Paolo Mastandrea, ordinario di Latino a Ca’ Foscari e coordinatore dell’evento Testi latini e strumenti digitali. Prospettive della ricerca svoltosi il 23 maggio presso il Dipartimento di Studi Umanistici a Palazzo Malcanton Marcorà, si occupa di creare archivi di testi elettronici cui si applicano motori di ricerca e di comparazione fra testi, allo scopo di effettuare indagini “intertestuali”, linguistiche, filologiche, stilistiche non altrimenti consentite sopra materiali a stampa su supporto cartaceo.

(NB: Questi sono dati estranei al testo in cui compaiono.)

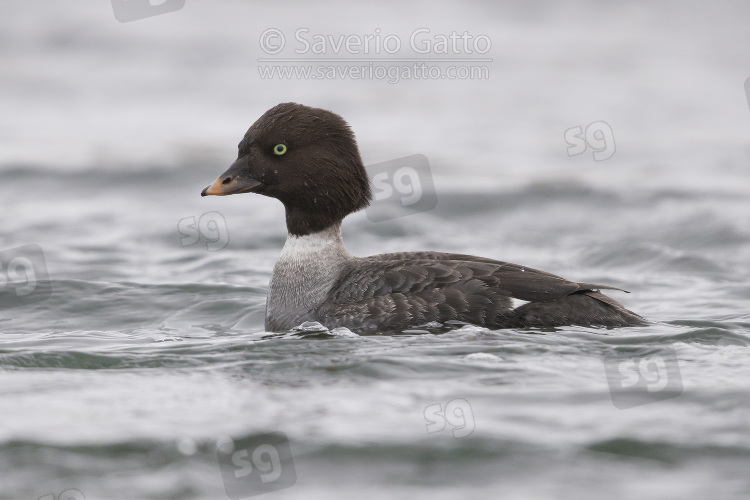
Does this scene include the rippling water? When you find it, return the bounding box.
[0,0,750,500]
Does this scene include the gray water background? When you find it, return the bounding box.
[0,0,750,500]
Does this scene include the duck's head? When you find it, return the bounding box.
[201,102,372,236]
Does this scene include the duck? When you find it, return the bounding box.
[201,102,646,332]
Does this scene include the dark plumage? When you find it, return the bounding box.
[202,103,645,331]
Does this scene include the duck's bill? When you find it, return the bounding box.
[201,164,263,196]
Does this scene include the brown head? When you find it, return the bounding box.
[201,102,372,236]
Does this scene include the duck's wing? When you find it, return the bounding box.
[317,252,628,329]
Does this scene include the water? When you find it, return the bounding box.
[0,0,750,500]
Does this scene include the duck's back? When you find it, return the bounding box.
[316,252,644,330]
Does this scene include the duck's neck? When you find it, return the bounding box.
[266,222,353,331]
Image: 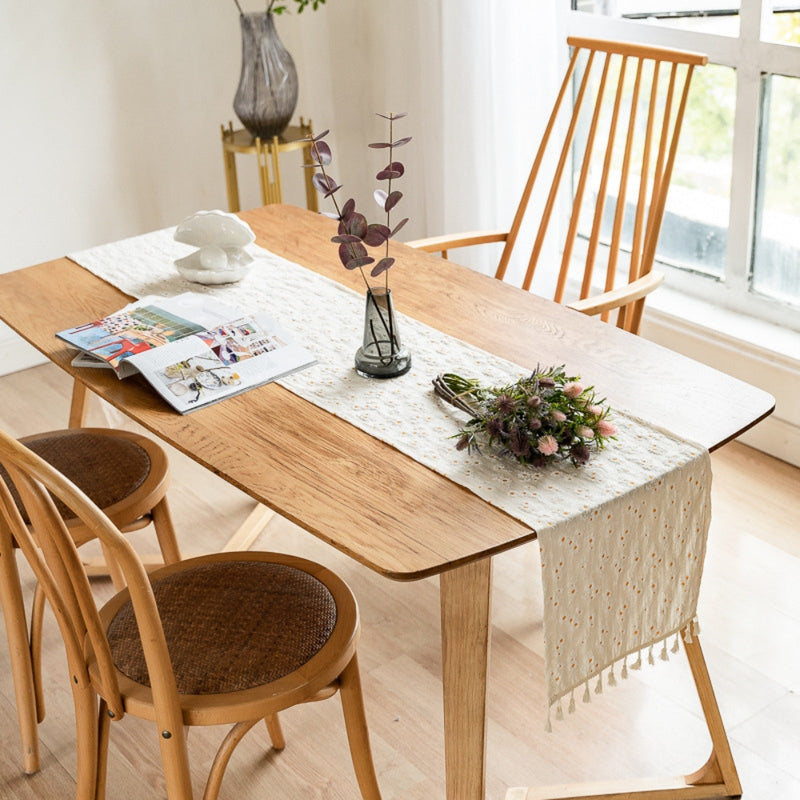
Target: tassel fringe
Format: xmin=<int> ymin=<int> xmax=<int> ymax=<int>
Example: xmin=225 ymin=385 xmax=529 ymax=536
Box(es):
xmin=544 ymin=617 xmax=700 ymax=733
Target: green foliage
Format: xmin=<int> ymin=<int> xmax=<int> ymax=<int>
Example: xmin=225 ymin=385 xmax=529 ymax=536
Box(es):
xmin=433 ymin=366 xmax=617 ymax=467
xmin=267 ymin=0 xmax=325 ymax=14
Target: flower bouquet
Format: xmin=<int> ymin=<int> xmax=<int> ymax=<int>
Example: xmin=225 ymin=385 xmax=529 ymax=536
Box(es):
xmin=433 ymin=366 xmax=617 ymax=467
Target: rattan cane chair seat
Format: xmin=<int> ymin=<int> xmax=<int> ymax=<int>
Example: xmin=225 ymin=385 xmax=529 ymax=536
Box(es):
xmin=106 ymin=561 xmax=336 ymax=694
xmin=0 ymin=428 xmax=181 ymax=774
xmin=0 ymin=428 xmax=152 ymax=522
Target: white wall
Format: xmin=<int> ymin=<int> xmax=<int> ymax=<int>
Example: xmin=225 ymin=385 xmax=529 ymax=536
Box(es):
xmin=0 ymin=0 xmax=450 ymax=374
xmin=0 ymin=0 xmax=556 ymax=374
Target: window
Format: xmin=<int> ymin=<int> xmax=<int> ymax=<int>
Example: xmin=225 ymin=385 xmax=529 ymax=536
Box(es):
xmin=561 ymin=0 xmax=800 ymax=330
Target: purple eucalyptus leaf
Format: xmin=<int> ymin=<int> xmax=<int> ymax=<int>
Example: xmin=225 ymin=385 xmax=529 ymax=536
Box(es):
xmin=364 ymin=223 xmax=390 ymax=247
xmin=389 ymin=217 xmax=408 ymax=236
xmin=344 ymin=211 xmax=367 ymax=239
xmin=311 ymin=172 xmax=336 ymax=193
xmin=369 ymin=256 xmax=394 ymax=278
xmin=342 ymin=197 xmax=356 ymax=220
xmin=339 ymin=242 xmax=375 ymax=269
xmin=311 ymin=142 xmax=333 ymax=167
xmin=345 ymin=256 xmax=375 ymax=269
xmin=383 ymin=192 xmax=403 ymax=212
xmin=375 ymin=161 xmax=406 ymax=181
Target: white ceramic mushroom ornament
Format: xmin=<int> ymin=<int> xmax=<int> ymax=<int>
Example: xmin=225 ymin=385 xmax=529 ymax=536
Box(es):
xmin=175 ymin=211 xmax=256 ymax=284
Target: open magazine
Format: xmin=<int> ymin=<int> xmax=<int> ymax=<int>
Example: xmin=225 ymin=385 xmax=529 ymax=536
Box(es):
xmin=56 ymin=292 xmax=316 ymax=414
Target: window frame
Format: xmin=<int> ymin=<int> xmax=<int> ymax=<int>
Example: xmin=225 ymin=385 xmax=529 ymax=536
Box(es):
xmin=558 ymin=0 xmax=800 ymax=330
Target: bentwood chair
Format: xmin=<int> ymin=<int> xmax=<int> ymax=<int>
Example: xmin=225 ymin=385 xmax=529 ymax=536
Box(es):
xmin=0 ymin=428 xmax=181 ymax=773
xmin=409 ymin=37 xmax=708 ymax=333
xmin=0 ymin=432 xmax=380 ymax=800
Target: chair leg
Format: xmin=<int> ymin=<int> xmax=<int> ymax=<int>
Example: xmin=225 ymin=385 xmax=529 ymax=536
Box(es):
xmin=0 ymin=536 xmax=39 ymax=775
xmin=158 ymin=725 xmax=193 ymax=800
xmin=151 ymin=497 xmax=181 ymax=564
xmin=203 ymin=716 xmax=260 ymax=800
xmin=264 ymin=714 xmax=286 ymax=750
xmin=30 ymin=583 xmax=47 ymax=722
xmin=100 ymin=542 xmax=125 ymax=592
xmin=339 ymin=655 xmax=381 ymax=800
xmin=70 ymin=679 xmax=100 ymax=800
xmin=95 ymin=697 xmax=111 ymax=800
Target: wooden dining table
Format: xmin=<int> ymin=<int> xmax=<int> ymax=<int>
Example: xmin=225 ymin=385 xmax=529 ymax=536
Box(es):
xmin=0 ymin=205 xmax=774 ymax=800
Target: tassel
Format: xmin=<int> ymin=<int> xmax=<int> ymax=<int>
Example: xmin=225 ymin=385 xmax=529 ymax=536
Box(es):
xmin=608 ymin=664 xmax=617 ymax=686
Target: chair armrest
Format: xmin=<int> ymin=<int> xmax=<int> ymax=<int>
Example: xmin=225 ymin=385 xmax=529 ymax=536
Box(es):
xmin=406 ymin=231 xmax=508 ymax=253
xmin=567 ymin=272 xmax=664 ymax=316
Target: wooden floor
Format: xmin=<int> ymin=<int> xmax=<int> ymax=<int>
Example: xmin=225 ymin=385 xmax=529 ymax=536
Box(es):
xmin=0 ymin=366 xmax=800 ymax=800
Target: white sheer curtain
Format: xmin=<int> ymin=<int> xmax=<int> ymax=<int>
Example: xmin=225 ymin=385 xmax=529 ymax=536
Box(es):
xmin=280 ymin=0 xmax=563 ymax=271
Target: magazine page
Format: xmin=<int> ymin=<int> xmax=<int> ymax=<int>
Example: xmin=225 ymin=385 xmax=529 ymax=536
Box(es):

Tecnologie e risorse digitali: strumenti o sostituti?
“La possibilità di accedere a grandi depositi di testi consultabili da studiosi di ogni nazione, provenienti da luoghi di formazione, esperienze e discipline diverse, ha costituito la prima spinta verso lo sviluppo delle applicazioni digitali all’edizione, all’esegesi e alla filologia dei testi. Ma l’opportunità maggiore non consiste solo nello strumento in sé, quanto nelle relazioni che esso sa mostrare nel confronto tra testi plurimi, e nel favorire l’incontro fra studiosi e specialisti di discipline lontane però comunicanti, e potenzialmente complementari nella risoluzione dei problemi sul tappeto.
Non si tratta quindi solo di testi digitalizzati, né di banche dati finalizzate alla consultazione, perché solo l’edizione critica digitale può rappresentare nei minimi dettagli la formidabile complessità di un testo. Prendiamo il caso di opere destinate al teatro. Ha presente i libretti d’opera settecenteschi? Ai tempi del Metastasio o di Goldoni, forse ogni messa in scena era diversa dalla precedente, e ne resta traccia dai libretti a stampa. Nessuno potrebbe in un libro stampato descrivere la situazione della variantistica quando i testimoni si contano a decine. Il progetto più recente, da sviluppare assieme ai Colleghi di Buffalo, SUNY, si chiama “Tesserae Musivae. A Common Infrastucture for digital approaches to Classical Intertextuality”, finanziato dalla Mellon Foundation come innovativo “Transatlantic project” (2016) attraverso la mediazione della Fondation Maison des Sciences de l’Homme di Parigi ()”.

Che cosa cambia in tempi di filologia elettronica? 
 “Se prima il compito del filologo consisteva principalmente nella raccolta di dati, adesso la responsabilità è più complessa: si tratta innanzitutto di un lavoro a monte, nell’ideazione di percorsi di ricerca; in secondo luogo, nella modalità di ricerca, dalla quale dipenderanno i dati filtrati dalla ‘macchina’, e dalla lettura che ne darà lo studioso. Se vogliamo, il filologo odierno ha possibilità ma anche oneri maggiori, e questo spesso suscita perplessità in alcuni ricercatori legati a forme di indagine condotte secondo schemi consolidati da secoli".

Si può parlare di informatica umanistica oggi?
“Credo che non sia facile trovare studiosi che uniscano in sé le abilità ingegneristiche e tecnologiche con le competenze culturali dell’umanista pluridisciplinare: per sviluppare progetti di ricerca ambiziosi e di ampio raggio, dal valore garantito e certificato, occorre mettere a lavorare a stretto contatto molte persone e per periodi lunghi: l’esperienza congiunta rimane tuttora imprescindibile, ma proprio da queste combinazioni e collaborazioni (anche nei nuovi percorsi di studio) potranno sortire figure sensibili alle esigenze di ricerca altrui, capaci di ‘inventare’ strumenti raffinati e adattabili alle singole discipline”.